Le puits etait assez large, ayant douze pieds de diametre a son
orifice. Une poutre fut placee en travers, comme un pont, de maniere
que la corde, en glissant a sa surface, put se maintenir dans l'axe du
puits. Precaution indispensable a prendre pour qu'Harry ne fut pas
heurte, pendant la descente, aux parois laterales.
Harry etait pret.
<< Tu persistes dans ton projet d'explorer cet abime ? lui demanda Jack
Ryan a voix basse.
-- Oui, Jack >>, repondit Harry.
La corde fut d'abord attachee autour des reins d'Harry, puis sous ses
aisselles, afin que son corps ne put basculer.
Ainsi maintenu, Harry etait libre de ses deux mains. A sa ceinture, il
suspendit une lampe de surete, a son cote, un de ces larges couteaux
ecossais qui sont engaines dans un fourreau de cuir.
Harry s'avanca jusqu'au milieu de la poutre, autour de laquelle la
corde fut passee.
Puis, ses compagnons le laissant glisser, il s'enfonca lentement dans
le puits. Comme la corde subissait un leger mouvement de rotation, la
lueur de sa lampe se portait successivement sur chaque point des
parois, et Harry put les examiner avec soin.

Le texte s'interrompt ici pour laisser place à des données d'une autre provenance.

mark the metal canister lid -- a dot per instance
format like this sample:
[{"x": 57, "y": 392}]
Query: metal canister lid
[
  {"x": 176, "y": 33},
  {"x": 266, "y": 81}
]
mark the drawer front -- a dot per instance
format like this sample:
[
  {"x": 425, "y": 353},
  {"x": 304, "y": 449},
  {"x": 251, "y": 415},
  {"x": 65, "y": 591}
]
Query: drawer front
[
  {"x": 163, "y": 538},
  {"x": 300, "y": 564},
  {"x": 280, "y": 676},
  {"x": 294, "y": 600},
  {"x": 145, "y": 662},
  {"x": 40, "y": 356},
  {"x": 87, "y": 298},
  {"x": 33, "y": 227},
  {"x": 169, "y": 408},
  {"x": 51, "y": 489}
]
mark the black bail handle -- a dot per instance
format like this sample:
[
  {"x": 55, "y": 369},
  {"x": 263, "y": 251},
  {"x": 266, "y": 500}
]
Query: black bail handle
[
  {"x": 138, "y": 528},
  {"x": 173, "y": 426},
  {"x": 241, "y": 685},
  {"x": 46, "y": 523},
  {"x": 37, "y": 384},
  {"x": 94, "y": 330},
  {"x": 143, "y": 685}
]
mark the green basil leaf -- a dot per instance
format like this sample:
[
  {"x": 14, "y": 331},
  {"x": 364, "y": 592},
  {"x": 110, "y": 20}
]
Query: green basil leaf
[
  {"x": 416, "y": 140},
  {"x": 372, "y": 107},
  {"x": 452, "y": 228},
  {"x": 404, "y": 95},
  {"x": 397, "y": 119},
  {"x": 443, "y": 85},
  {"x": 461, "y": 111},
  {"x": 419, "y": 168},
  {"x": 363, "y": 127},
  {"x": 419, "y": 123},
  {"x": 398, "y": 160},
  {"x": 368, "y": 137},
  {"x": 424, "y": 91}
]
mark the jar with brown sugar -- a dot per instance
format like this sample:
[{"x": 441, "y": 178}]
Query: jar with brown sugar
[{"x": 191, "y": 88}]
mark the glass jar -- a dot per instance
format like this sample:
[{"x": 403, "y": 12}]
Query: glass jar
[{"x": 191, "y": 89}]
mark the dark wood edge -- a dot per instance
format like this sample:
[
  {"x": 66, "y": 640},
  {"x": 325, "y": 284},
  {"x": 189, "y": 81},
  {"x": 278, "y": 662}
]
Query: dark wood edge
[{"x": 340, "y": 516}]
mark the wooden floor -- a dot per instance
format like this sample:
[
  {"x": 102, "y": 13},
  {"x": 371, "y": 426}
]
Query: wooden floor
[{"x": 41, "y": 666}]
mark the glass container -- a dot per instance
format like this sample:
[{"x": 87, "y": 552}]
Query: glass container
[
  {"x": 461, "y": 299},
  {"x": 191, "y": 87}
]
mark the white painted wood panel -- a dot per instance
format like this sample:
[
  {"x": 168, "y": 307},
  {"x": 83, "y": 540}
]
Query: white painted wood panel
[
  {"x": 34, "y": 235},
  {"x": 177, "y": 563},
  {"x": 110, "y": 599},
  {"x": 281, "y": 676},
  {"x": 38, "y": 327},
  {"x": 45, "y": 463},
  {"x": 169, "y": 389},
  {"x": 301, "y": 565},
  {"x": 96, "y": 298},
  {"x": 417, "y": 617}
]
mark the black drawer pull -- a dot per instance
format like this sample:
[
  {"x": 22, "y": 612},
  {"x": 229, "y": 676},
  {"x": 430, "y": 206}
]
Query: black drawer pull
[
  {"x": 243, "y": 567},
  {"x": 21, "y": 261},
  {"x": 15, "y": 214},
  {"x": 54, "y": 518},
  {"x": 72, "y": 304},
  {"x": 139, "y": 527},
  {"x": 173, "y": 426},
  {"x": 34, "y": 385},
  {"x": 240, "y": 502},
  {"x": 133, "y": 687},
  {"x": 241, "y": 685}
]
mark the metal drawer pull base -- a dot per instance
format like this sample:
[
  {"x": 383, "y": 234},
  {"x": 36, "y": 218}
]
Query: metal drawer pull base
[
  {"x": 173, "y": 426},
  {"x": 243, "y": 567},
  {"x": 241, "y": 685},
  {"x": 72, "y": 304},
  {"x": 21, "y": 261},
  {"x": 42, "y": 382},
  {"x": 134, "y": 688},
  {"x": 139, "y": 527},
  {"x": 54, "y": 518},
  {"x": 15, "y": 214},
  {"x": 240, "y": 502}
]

Ces parois etaient faites de schiste houiller. Elles etaient assez
lisses pour qu'il fut impossible de se hisser a leur surface.

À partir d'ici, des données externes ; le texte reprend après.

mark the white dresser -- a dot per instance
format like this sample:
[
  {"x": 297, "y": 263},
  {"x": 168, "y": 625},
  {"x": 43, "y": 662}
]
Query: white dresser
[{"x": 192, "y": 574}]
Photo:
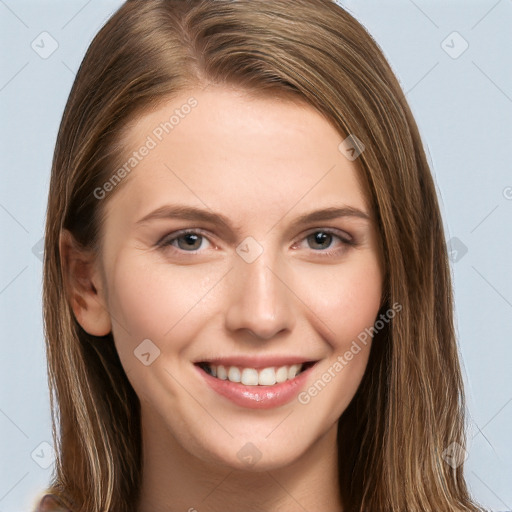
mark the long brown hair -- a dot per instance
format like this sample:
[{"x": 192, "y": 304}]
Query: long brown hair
[{"x": 410, "y": 405}]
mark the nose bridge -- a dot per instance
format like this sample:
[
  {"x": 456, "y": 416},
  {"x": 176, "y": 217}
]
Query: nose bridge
[{"x": 258, "y": 298}]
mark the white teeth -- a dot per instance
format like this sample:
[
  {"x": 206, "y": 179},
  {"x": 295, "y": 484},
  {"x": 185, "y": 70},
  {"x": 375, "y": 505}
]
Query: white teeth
[
  {"x": 249, "y": 377},
  {"x": 234, "y": 374},
  {"x": 252, "y": 377},
  {"x": 282, "y": 374},
  {"x": 267, "y": 377},
  {"x": 221, "y": 372}
]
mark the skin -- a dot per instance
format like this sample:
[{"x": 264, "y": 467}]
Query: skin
[{"x": 261, "y": 162}]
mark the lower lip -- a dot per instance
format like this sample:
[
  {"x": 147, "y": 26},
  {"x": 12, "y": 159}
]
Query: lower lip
[{"x": 257, "y": 397}]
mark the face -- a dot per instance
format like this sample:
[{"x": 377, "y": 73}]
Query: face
[{"x": 241, "y": 245}]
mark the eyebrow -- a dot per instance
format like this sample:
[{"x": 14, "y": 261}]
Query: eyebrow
[{"x": 193, "y": 213}]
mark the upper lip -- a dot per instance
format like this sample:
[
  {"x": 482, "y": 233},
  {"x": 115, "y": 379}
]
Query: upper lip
[{"x": 257, "y": 362}]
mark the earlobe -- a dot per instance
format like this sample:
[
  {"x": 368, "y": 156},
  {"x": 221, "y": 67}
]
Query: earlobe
[{"x": 84, "y": 286}]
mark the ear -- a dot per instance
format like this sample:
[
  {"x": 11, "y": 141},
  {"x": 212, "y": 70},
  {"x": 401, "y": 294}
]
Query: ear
[{"x": 84, "y": 286}]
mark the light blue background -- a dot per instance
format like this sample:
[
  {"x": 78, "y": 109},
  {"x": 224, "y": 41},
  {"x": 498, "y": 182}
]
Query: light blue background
[{"x": 463, "y": 107}]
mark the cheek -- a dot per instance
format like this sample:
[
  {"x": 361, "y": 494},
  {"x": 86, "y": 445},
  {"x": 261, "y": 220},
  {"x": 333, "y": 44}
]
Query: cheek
[
  {"x": 345, "y": 298},
  {"x": 155, "y": 302}
]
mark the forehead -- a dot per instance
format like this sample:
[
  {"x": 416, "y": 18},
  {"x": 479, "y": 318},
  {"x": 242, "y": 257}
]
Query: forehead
[{"x": 228, "y": 150}]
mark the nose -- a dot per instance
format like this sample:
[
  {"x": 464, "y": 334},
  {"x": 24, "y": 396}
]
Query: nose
[{"x": 259, "y": 299}]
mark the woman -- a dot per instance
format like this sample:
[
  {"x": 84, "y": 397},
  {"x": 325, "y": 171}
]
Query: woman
[{"x": 247, "y": 293}]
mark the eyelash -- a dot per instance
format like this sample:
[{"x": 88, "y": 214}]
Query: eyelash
[{"x": 165, "y": 242}]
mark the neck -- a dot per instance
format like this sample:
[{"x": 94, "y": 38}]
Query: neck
[{"x": 176, "y": 481}]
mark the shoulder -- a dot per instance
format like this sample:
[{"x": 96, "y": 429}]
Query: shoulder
[{"x": 50, "y": 503}]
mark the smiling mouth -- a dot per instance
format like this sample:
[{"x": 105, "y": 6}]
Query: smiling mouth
[{"x": 252, "y": 377}]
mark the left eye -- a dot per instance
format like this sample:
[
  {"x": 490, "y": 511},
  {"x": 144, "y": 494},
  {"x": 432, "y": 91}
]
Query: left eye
[{"x": 188, "y": 241}]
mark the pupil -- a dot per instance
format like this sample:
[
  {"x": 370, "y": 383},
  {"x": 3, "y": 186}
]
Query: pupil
[
  {"x": 190, "y": 240},
  {"x": 321, "y": 238}
]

Harry calcula qu'il descendait avec une vitesse moderee, environ un
pied par seconde. Il avait donc possibilite de bien voir, facilite de
se tenir pret a tout evenement.
Au bout de deux minutes, c'est-a-dire a une profondeur de cent vingt
pieds a peu pres, la descente s'etait operee sans incident. Il
n'existait aucune galerie laterale dans la paroi du puits, lequel
s'etranglait peu a peu, en forme d'entonnoir. Mais Harry commencait a
sentir un air plus frais, qui venait d'en bas, -- d'ou il conclut que
l'extremite inferieure du puits communiquait avec quelque boyau de
l'etage inferieur de la crypte.
La corde glissait toujours. L'obscurite etait absolue. Le silence,
absolu aussi. Si un etre vivant, quel qu'il fut, avait cherche refuge
dans ce mysterieux et profond abime, ou il n'y etait pas alors, ou
aucun mouvement ne trahissait sa presence.

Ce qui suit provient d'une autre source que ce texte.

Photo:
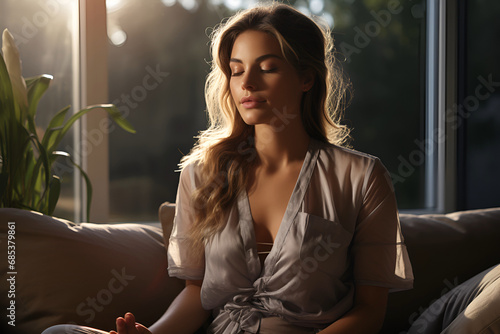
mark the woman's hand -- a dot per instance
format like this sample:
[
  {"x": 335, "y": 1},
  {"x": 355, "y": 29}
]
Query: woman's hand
[{"x": 127, "y": 325}]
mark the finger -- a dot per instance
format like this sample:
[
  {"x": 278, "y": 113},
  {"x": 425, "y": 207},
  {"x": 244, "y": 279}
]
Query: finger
[
  {"x": 141, "y": 329},
  {"x": 121, "y": 326},
  {"x": 130, "y": 320}
]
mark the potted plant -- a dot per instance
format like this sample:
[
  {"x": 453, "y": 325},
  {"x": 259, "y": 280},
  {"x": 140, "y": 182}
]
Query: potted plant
[{"x": 27, "y": 180}]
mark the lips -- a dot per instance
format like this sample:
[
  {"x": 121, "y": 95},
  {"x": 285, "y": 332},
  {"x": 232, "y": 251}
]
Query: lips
[{"x": 251, "y": 101}]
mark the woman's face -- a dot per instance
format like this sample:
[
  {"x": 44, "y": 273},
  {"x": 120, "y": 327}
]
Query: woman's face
[{"x": 265, "y": 87}]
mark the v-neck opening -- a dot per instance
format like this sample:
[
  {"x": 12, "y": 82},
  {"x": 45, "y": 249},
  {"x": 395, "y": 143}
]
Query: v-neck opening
[{"x": 291, "y": 210}]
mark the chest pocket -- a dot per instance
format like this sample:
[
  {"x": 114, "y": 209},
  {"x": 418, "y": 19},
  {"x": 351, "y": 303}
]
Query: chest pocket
[{"x": 324, "y": 245}]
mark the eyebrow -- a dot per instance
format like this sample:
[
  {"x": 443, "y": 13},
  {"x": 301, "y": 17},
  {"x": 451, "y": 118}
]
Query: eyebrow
[{"x": 258, "y": 60}]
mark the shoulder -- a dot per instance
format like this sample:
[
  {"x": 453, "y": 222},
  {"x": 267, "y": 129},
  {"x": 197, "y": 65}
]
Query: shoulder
[
  {"x": 343, "y": 158},
  {"x": 190, "y": 175}
]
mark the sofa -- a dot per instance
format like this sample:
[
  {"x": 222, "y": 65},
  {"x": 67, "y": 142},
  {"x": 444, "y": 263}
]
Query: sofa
[{"x": 89, "y": 274}]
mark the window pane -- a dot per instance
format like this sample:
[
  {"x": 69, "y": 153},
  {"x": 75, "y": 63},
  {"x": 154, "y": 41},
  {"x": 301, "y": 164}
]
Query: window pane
[
  {"x": 385, "y": 47},
  {"x": 481, "y": 105},
  {"x": 158, "y": 54},
  {"x": 47, "y": 36}
]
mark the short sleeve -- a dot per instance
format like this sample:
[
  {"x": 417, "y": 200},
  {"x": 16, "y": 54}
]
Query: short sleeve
[
  {"x": 183, "y": 262},
  {"x": 379, "y": 254}
]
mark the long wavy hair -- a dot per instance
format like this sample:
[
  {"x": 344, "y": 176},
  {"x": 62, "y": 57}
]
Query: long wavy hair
[{"x": 225, "y": 151}]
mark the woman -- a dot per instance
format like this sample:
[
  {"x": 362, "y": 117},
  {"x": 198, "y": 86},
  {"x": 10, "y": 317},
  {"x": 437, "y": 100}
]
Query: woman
[{"x": 278, "y": 228}]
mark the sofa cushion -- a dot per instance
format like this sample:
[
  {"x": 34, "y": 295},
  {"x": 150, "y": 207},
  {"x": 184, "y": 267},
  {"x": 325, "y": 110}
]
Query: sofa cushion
[
  {"x": 86, "y": 274},
  {"x": 445, "y": 250}
]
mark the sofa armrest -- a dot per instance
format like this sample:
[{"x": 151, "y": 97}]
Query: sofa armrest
[{"x": 87, "y": 274}]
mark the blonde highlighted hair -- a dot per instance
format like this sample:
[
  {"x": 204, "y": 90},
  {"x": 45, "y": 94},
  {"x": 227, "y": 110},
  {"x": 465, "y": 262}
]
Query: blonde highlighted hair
[{"x": 224, "y": 151}]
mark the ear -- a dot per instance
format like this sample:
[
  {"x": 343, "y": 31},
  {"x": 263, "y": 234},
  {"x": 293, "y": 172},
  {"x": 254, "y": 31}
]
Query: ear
[{"x": 307, "y": 80}]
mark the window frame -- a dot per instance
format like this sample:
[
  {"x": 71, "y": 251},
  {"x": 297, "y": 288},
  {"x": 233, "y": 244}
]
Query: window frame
[{"x": 441, "y": 85}]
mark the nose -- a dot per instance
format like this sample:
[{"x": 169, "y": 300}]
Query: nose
[{"x": 249, "y": 81}]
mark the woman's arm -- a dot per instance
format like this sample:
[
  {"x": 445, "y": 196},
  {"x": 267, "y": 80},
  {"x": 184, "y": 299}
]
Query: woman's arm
[
  {"x": 367, "y": 314},
  {"x": 185, "y": 314}
]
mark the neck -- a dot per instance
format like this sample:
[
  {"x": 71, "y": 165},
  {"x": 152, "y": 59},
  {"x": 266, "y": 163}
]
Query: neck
[{"x": 278, "y": 146}]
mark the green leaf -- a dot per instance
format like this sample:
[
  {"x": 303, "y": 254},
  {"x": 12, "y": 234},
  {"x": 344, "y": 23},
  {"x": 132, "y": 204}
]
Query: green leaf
[
  {"x": 4, "y": 178},
  {"x": 54, "y": 191},
  {"x": 6, "y": 94}
]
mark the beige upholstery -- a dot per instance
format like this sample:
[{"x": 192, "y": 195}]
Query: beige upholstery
[{"x": 87, "y": 274}]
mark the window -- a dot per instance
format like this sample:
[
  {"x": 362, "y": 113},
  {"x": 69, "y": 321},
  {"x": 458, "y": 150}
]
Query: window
[
  {"x": 47, "y": 35},
  {"x": 478, "y": 107},
  {"x": 414, "y": 65},
  {"x": 158, "y": 54}
]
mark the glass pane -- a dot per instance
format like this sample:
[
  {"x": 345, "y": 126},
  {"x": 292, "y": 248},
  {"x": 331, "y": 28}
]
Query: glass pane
[
  {"x": 158, "y": 54},
  {"x": 385, "y": 48},
  {"x": 46, "y": 33},
  {"x": 481, "y": 105}
]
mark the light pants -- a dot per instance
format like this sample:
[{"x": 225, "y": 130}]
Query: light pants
[
  {"x": 267, "y": 326},
  {"x": 473, "y": 307}
]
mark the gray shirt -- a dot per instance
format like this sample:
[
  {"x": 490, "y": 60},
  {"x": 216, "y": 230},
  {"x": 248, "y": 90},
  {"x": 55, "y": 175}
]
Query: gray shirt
[{"x": 340, "y": 228}]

Harry, plus defiant a mesure qu'il descendait, avait tire le couteau de
sa gaine, et il le tenait de sa main droite.
A une profondeur de cent quatre-vingts pieds, Harry sentit qu'il avait
atteint le sol inferieur, car la corde mollit et ne se deroula plus.
Harry respira un instant. Une des craintes qu'il avait pu concevoir ne
s'etait pas realisee, c'est-a-dire que, pendant sa descente, la corde
ne fut coupee au-dessus de lui. Il n'avait, d'ailleurs, remarque aucune
anfractuosite dans les parois qui put receler un etre quelconque.
L'extremite inferieure du puits etait fort retrecie.
Harry, detachant la lampe de sa ceinture, la promena sur le sol. Il ne
s'etait pas trompe dans ses conjectures.
Un etroit boyau s'enfoncait lateralement dans l'etage inferieur du
gisement. Il eut fallu se courber pour y penetrer, et se trainer sur
les mains pour le suivre.
Harry voulut voir en quelle direction se ramifiait cette galerie, et si
elle aboutissait a quelque abime.
Il se coucha sur le sol et commenca a ramper. Mais un obstacle l'arreta
presque aussitot.
Il crut sentir au toucher que cet obstacle etait un corps qui obstruait
le passage.
Harry recula, d'abord, par un vif sentiment de repulsion, puis il
revint.
Ses sens ne l'avaient pas trompe. Ce qui l'avait arrete, c'etait, en
effet, un corps. Il le saisit, et se rendit compte que, glace aux
extremites, il n'etait pas encore refroidi tout a fait.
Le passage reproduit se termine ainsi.